Kalkınmanın iki önemli anahtarı: Girişimcilik ve yenilikçilik
İnovasyon (yenilikçilik), yeni iş fikirleri ve girişimcilik son günlerde gördüğüm kadarıyla üzerinde en çok konuşulan konu haline geldi. Rekabetin hızla arttığı ülkemizde hem bireylerin, hem de şirketlerin varlıklarını devam ettirmeleri ve dahası, söz sahibi olabilmeleri için inovasyon stratejik bir önem kazandı. Geçmiş yılların lider ülkeleri ve dev şirketleri, yenilik, buluş ve farklılık konusunda son yıllarda atağa kalkan küçük rakipleri karşısında günden güne geriliyor.
İnovasyon nedir? İnovasyon; yeni fikirleri, (ürün, metod veya hizmet gibi) değer yaratan çıktılara dönüştürme sürecidir.
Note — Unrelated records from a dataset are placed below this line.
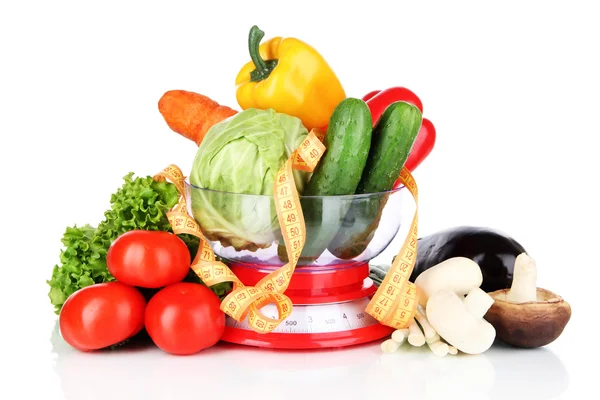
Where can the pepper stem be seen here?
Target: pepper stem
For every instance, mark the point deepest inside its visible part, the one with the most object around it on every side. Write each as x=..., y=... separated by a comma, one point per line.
x=263, y=67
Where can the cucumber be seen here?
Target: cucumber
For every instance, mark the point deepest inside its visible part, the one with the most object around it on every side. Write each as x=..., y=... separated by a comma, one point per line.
x=347, y=142
x=339, y=172
x=393, y=138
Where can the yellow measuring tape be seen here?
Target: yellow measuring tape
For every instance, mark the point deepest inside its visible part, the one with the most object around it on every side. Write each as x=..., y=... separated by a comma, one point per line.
x=395, y=302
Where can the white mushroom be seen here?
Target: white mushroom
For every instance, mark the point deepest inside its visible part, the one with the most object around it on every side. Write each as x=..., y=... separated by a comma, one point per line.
x=415, y=335
x=438, y=348
x=390, y=346
x=461, y=323
x=457, y=274
x=400, y=335
x=428, y=330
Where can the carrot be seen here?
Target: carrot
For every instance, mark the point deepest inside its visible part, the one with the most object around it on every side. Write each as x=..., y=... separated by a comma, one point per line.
x=191, y=114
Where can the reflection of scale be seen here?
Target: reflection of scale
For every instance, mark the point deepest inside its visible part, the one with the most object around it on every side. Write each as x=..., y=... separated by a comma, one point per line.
x=329, y=304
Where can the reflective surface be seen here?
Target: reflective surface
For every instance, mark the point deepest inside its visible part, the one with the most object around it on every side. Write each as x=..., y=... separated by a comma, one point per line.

Bu süreç iki temel basamaktan oluşur. İnovasyon sürecini başlatması bakımından önem arz eden ilk basamak; yeni ve yaratıcı fikirlerin ortaya çıkmasıdır. Emek ve yatırım gerektiren ikinci basamak ise ortaya çıkartılan yeni ve yaratıcı fikirlerin ticarileştirilmesi, başka bir deyişle katma değer yaratan ürün, metod veya hizmetlere dönüştürülmesidir.
Günümüzde dünya ekonomisine yenilikler ve buluşlar gerçekleştiren, diğerlerinden farklı olmayı ve farklılıklar üretmeyi başarabilen bireyler ve şirketler yön veriyor.
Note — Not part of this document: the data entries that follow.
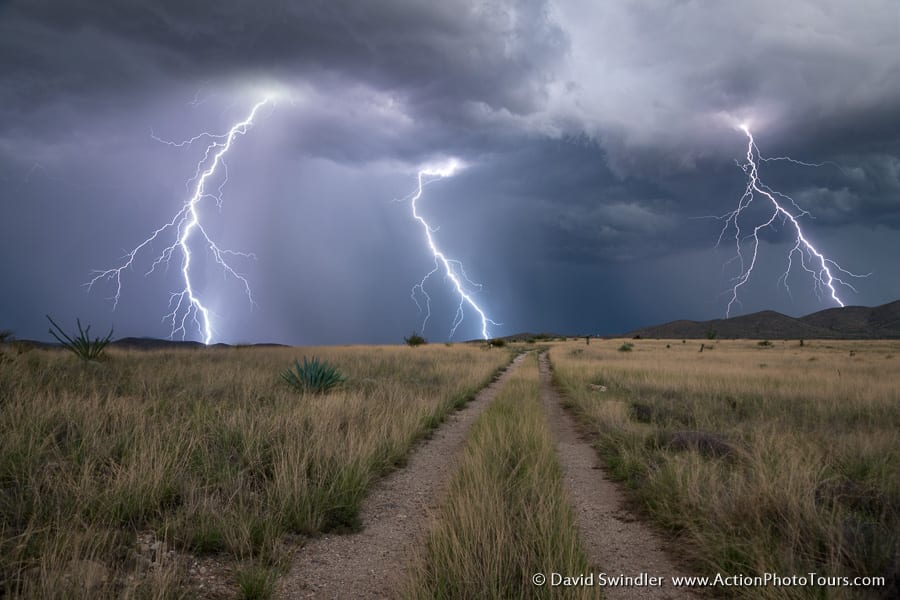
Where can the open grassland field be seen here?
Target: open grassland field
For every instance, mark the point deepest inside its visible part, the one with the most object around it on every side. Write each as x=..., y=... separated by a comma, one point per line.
x=506, y=515
x=776, y=457
x=117, y=478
Dünya üzerindeki stratejik konumu, genç nüfus yapısı, yeraltı ve yerüstü zenginlikleri nedeniyle pek çok ülkenin kıskandığı özelliklere sahip olan Türkiye ve şirketlerimiz bugün yenilik, buluş ve farklılık yarışında ne yazık ki gelişmiş ülkelerin ve şirketlerin biraz gerisinde kalmıştır.
Bana göre kalkınmışlığının en önemli göstergesi; İnovasyon sonucu alınan patent sayısıdır. Ülkeler patent alım sayısına göre sıralandığında, gelişmiş ülkeler sıralaması tablosu çıkmaktadır. İnanıyorum ki ülkemizde de patent alım sayısı artarak gelişmiş ülkeleri yakalayacağız.
Bunun için; Şirketlerimiz öncelikle Ar-Ge departmanları oluşturmalılar. Bu bölüme alınacak iyi İngilizce bilgisi olan teknik personel, faaliyet gösterilen sektörde alınmış patentleri internet ortamında inceleyerek, mevcut teknik bilgiye ulaşmalı ve nasıl geliştirme yapılabilir sorusu ile sürekli yenilik yapılmasına çalışmalıdırlar.
Üniversitelerimiz Ar-Ge ve İnovasyon konusunda öğrencilere püf noktaları aktararak patent alımını teşvik etmelidir. Patentin faydaları toplumumuzca iyi bilinmemektedir. Bu konuda eğitim kurumlarımız, üniversitelerimiz ve kamu kurumlarımıza büyük görevler düşmektedir
Patentin Tanımı; buluş sahibine, buluşunun başkaları tarafından izinsiz olarak kullanılmasını, üretilmesini, satılmasını, satışa sunulmasını veya ithal edilmesini belirli bir süre için engelleme hakkını veren koruma belgesidir.
Neden patent verilir; patent sistemi, buluş sahiplerine belli bir süre koruma hakkı vermesinin yanı sıra, patentte yer alan tüm bilgileri kamuoyuna açarak, aynı konuda çalışan başkalarının aynı buluşu yeniden üretmek için emek, zaman, maliyet vs. harcamasının engellenmesi için vardır. Bu özelliğe patentin bilgi işlevi diyoruz.
Bir buluşun patent ile korunabilmesi için taşıması gereken nitelikler:
A) Yenilik; Tekniğin bilinen durumuna dahil olmayan buluş yenidir. Tekniğin bilinen durumu; patent başvurusunun yapıldığı tarihten önce, buluş konusunda dünyanın herhangi bir yerinde toplumca erişilebilir yazılı veya sözlü tanıtım, kullanım veya bir başka yolla açıklanan bilgilerden oluşur.
B) Tekniğin bilinen durumunun aşılması; Buluş, ilgili olduğu teknik alandaki bir uzman tarafından, tekniğin bilinen durumundan aşikâr bir şekilde çıkarılamayan bir faaliyet sonucu gerçekleşmiş ise, tekniğin bilinen durumunun aşıldığı kabul edilir.
C) Sanayiye uygulanabilir Olma; Buluş, tarım dahil sanayinin herhangi bir dalında üretilebilir veya kullanılabilir nitelikte ise, sanayiye uygulanabilir olduğu kabul edilir.
Kısaca patent, inovasyon ve Ar-Ge geleceğimiz için üzerinde durup geliştirilmesi gereken sektörlerden biri. Özellikle üniversite öğrencilerimizin bu konuya ilgi gösterip, yenilik peşinde koşmaları gerektiğini düşünüyorum.